About Specialised Investment Fund:
- It is a new investment product introduced by Securities and Exchange Board of India (SEBI).
- It was introduced to bridge the gap between regular mutual funds and high-ticket Portfolio Management Services (PMS).
- This framework has been introduced through amendments to the SEBI (Mutual Funds) Regulations, 1996.
- Minimum Investment:
- The minimum investment in a SIF will be Rs 10 lakh per investor.
- The fund house can offer a systematic investment plan (SIP) and systematic withdrawal plan (SWP), but it must comply with the minimum threshold amount.
- The SIF can be open-ended, closed-ended, or interval-based.
- Categories of Investment Strategy:
- Equity-oriented strategies: Such as equity long-short funds, equity ex-top 100 long-short funds and sector rotation longshort funds.
- Debt-oriented strategies: Such as debt long-short funds and sectoral debt long-short funds.
- Hybrid strategies: Like active asset allocator long-short funds and hybrid long-short funds.
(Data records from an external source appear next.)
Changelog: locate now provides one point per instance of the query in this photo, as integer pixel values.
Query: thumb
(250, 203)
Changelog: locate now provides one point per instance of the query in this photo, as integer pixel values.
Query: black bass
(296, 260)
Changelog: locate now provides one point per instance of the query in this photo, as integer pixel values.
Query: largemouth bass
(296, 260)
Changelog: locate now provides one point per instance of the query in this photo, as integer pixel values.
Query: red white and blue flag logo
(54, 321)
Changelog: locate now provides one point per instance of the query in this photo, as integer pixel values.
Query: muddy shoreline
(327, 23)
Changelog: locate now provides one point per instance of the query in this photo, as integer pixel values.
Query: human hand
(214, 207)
The current framework allows only one strategy per category per SIF.
- Eligibility Criteria for SIFs: The eligibility criteria for Asset Management Companies (AMCs) to establish an SIF include two routes:
- The fund house must be in operation for three years at least and have average assets under management (AUM) of Rs 10,000 crore immediately preceding the three years.
- The alternative route is that the AMC must appoint a chief investment officer (CIO) with at least 10 years of experience and managing assets of Rs 5,000 crore or more.
- The AMC must also have an additional fund manager who has at least three years of experience managing an AUM of Rs 500 crore.